No, I have a ghost writer. O: )
95. Uh, I mean, do you talk the way you write online?
Do you?
96. Uh, no, not really, I guess?
Righto.
97. Then, why do you write the way you do?
Read #34 again, thanks.
98. Okay, fine. How are you like when you’re offline then?
Why don’t you find out yourself? O: )
99. You’re speaking in cryptic again.
I know.
100. But this is supposed to be a FAQ!
Yeah, but I didn’t say it’s a Hitchiker’s Guide to the Galaxy.
we demand sample FAQ questions & answers!
bodicea: Up, up, and away~
hmmmmmmmm….
so many questions….so little time…
the author has provided an oppurtunity to torment her…

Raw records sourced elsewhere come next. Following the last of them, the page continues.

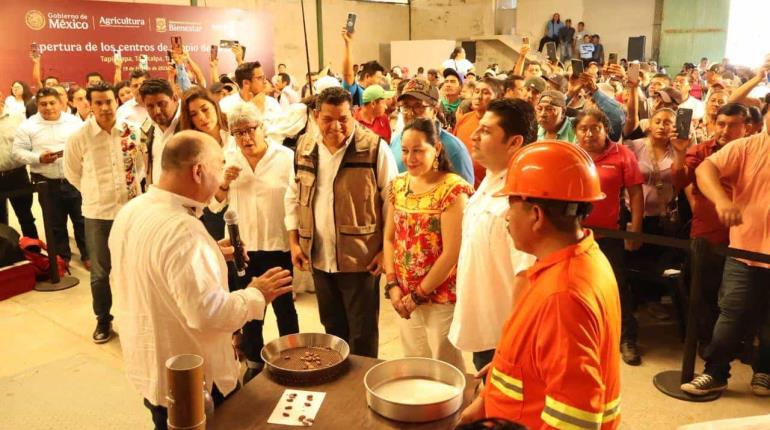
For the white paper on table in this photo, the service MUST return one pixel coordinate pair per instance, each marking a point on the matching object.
(299, 407)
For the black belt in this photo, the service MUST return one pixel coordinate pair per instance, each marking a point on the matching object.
(11, 172)
(36, 177)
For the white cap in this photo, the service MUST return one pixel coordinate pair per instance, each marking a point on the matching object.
(326, 82)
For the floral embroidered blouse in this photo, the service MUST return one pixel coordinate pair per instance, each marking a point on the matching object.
(417, 223)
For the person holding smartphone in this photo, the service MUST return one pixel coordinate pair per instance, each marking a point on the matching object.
(39, 143)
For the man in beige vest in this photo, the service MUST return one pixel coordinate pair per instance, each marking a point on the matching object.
(334, 210)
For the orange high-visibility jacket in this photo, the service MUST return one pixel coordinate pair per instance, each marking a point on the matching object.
(557, 364)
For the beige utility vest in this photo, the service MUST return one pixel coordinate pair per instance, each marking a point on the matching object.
(357, 201)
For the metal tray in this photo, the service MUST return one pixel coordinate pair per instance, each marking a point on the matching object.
(414, 367)
(271, 355)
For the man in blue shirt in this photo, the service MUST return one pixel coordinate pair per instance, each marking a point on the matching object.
(420, 100)
(371, 72)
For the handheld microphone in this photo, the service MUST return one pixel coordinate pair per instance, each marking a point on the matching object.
(231, 219)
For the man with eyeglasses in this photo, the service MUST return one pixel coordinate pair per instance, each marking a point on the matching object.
(251, 79)
(419, 100)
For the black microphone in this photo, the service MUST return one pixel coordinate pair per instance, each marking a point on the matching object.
(231, 219)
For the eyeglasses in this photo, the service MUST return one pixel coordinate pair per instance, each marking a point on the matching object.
(248, 131)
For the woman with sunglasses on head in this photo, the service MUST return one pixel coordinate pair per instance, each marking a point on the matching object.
(200, 112)
(255, 182)
(423, 228)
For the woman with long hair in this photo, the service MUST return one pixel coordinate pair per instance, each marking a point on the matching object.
(255, 182)
(79, 106)
(618, 173)
(16, 102)
(423, 228)
(200, 112)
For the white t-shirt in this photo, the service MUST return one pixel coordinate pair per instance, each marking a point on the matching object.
(461, 66)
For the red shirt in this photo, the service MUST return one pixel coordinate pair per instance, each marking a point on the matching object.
(618, 169)
(466, 125)
(705, 222)
(380, 125)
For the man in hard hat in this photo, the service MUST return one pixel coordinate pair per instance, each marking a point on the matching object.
(557, 363)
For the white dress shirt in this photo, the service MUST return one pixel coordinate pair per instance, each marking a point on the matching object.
(131, 111)
(324, 252)
(169, 286)
(257, 197)
(271, 110)
(486, 268)
(9, 122)
(36, 135)
(159, 142)
(94, 164)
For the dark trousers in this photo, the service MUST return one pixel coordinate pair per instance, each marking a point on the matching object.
(349, 305)
(482, 358)
(160, 413)
(97, 233)
(744, 293)
(13, 180)
(711, 279)
(65, 201)
(283, 306)
(615, 253)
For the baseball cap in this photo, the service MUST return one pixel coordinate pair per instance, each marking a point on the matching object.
(420, 89)
(553, 98)
(452, 72)
(325, 82)
(376, 92)
(536, 83)
(670, 95)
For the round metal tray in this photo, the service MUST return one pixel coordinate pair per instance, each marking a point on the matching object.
(414, 367)
(271, 355)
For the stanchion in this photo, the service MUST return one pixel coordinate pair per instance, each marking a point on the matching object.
(56, 282)
(669, 381)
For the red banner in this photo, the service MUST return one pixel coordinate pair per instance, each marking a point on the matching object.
(78, 37)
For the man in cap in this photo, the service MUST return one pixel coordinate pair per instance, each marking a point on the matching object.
(557, 363)
(419, 99)
(451, 88)
(372, 113)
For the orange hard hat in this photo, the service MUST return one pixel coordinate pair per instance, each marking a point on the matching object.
(553, 170)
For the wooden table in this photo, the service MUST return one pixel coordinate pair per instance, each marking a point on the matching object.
(344, 407)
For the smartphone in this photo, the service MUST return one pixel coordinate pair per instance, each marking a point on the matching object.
(214, 52)
(350, 25)
(683, 122)
(577, 67)
(227, 44)
(550, 48)
(176, 43)
(633, 72)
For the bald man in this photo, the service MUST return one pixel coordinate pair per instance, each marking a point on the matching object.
(170, 277)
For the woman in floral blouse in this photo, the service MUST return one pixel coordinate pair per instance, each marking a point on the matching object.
(422, 242)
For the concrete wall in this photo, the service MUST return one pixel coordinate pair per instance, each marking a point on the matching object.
(452, 19)
(615, 21)
(382, 23)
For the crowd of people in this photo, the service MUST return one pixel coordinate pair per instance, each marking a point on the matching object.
(377, 172)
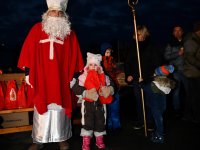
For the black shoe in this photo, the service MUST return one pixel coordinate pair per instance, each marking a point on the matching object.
(138, 126)
(157, 139)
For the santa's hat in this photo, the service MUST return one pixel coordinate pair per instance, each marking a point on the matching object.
(57, 5)
(93, 59)
(164, 70)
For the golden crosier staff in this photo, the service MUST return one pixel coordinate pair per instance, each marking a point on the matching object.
(132, 4)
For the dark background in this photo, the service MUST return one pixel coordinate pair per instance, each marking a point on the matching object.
(95, 21)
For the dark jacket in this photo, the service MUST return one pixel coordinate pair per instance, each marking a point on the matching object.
(150, 59)
(192, 56)
(172, 53)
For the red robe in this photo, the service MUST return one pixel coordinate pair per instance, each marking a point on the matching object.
(50, 78)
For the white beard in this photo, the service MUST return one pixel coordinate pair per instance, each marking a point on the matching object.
(56, 27)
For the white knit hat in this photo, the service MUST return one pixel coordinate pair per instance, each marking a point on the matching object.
(93, 59)
(57, 4)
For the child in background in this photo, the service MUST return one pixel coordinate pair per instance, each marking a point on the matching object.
(155, 94)
(95, 90)
(113, 118)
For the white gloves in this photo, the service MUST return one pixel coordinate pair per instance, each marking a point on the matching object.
(91, 94)
(106, 91)
(27, 81)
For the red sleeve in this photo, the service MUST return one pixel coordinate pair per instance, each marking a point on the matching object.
(28, 49)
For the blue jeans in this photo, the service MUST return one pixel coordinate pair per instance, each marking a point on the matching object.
(181, 80)
(157, 104)
(138, 98)
(113, 113)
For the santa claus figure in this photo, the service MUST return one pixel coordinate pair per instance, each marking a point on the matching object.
(50, 56)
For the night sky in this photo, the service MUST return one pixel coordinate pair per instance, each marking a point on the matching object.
(95, 21)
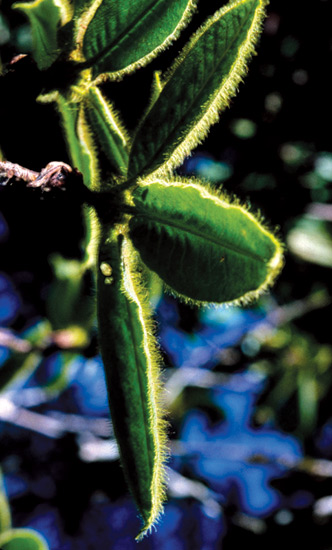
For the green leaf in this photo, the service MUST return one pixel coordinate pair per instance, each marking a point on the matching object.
(45, 17)
(131, 366)
(203, 247)
(80, 145)
(122, 36)
(108, 130)
(68, 302)
(22, 539)
(198, 88)
(83, 155)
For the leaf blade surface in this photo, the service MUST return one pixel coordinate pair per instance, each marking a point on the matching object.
(198, 88)
(122, 36)
(204, 248)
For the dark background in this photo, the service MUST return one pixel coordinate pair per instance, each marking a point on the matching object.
(272, 148)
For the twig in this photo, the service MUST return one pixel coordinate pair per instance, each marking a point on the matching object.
(55, 176)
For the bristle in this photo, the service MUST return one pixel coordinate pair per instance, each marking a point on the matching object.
(135, 290)
(118, 75)
(220, 100)
(275, 264)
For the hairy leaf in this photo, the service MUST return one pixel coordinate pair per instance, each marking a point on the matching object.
(80, 144)
(22, 539)
(198, 88)
(122, 35)
(203, 247)
(108, 130)
(5, 515)
(45, 17)
(131, 366)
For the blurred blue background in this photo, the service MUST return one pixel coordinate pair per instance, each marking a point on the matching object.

i shall grant her a peaceful passage…for now………
bodicea: : )
insane, thats 100 questions!
i admire your dedication
bodicea: Was. Bored. And. Interested/Remembered. Enough.
…..
You must be schizophrenic
urm, i guess u can add my last comment as question #101 … *rollseyes*
bodicea: It’s called being able to put yourself in another’s shoes.
26. rAmen. LOL
31. the namaii blogger disclaimer is quite handy & covers well
33. Yes… Come to the dark side of the pad!
62. *chuckles out loud*
85. OMFGSTUPIFYING!!
86. I like ‘Bod’ somehow
props with the list. interesting read which yet offends a lot of folks at the same time. *3-months applause*
bod: *curtsies*
Your website is weird, weirdo.
bodicea: Thank you.
“If only I don’t attract fucked up people. If only I don’t relate to them. What if we didn’t know each other existed? Fuck what-if(s) and if-only(s).”
That’s the chunk of text google found tonight while doing my daily myriad of searches on various text strings that had entered my head at some point during the mind-numbing work day. Working in retail makes me want to claw my eyes out, but I still need eyes to recall my scrawlings in the moleskine later. Thanks for this, Bodicea.